汉阳成均馆儒生集体致函中书府,呼吁“设海图局、重定天文学”,並公开质疑传统《海东地誌》所载“大东尽处即为天地交界”一说。年轻士人金在昊更嘲讽:“原来天地边界之外,是牛肉与淡奶。”
春川工部观察使署立刻召开紧急会议,擬建“远洋器械研造所”。然副使朴在圭摇头道:“別说蒸汽,连江原道的锅炉都还靠柴烧。”一句话引得满堂沉默。
市场上的反应更加直接。江华南港鱼市內,一名搬运工盯著报纸发呆:“船真能开那么远那……那头是啥”
另一人抢答:“听说那边人吃肉不看日子,牛肉一天七顿,奶油像盐巴一样撒。

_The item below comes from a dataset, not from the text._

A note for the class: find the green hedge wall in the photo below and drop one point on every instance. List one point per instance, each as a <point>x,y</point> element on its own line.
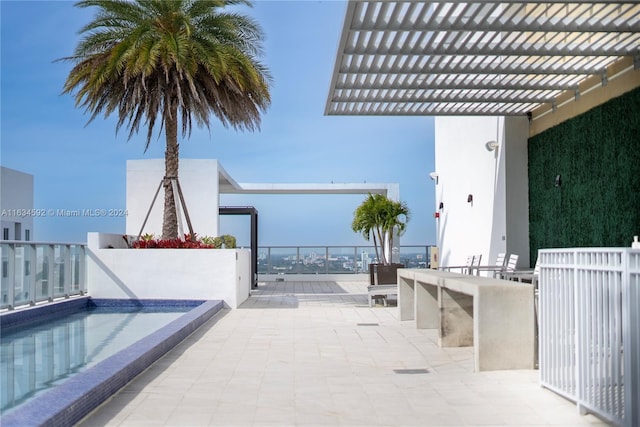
<point>597,155</point>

”
“啥真的假的”
“我小舅子在码头当火夫,他说船上的明国兵一天三顿有汤有肉,吃不完还餵狗。”
“……那咱们搬去那边唄”
“搬你会开船还是会说话”
“我会吃肉。”
全场大笑,却笑得虚空。
江华城市学院社会学部紧急发起一项调查《对彼岸世界的幻想:南高丽民眾对新中原返航事件的反应研究》。
调查样本中有六成受访者认为“东大洋彼岸是天界”,另有一成半声称“愿意自费登船,只求吃上一口真牛排”。
沈千山阅报后,未言一语。他站在江华港务塔楼,远眺蒸汽轨道铺向码头,低声道:“我们这些年,拼死拼活爭一个立足之地。可人家,船一开,地球都不是圆的了。”
王大虎沉声:“我们还在爭盐,他们已经论淡奶。”
沈千山苦笑:“高丽民只有泡菜拌饭配萝卜,你们是牛肉、炊饼、蔗糖汽水……不过,也不坏。”
王大虎回头望他:“为什么”
“至少……我们知道天外有天,饭外有肉。”
那一晚,江华的港灯照耀整个东海岸,所有人都在梦中张望著——
他们不知“新中原”究竟是何样貌,
但他们知道,那里不缺肉,不缺糖,
而且那艘船,真能去,也真能回来。。。。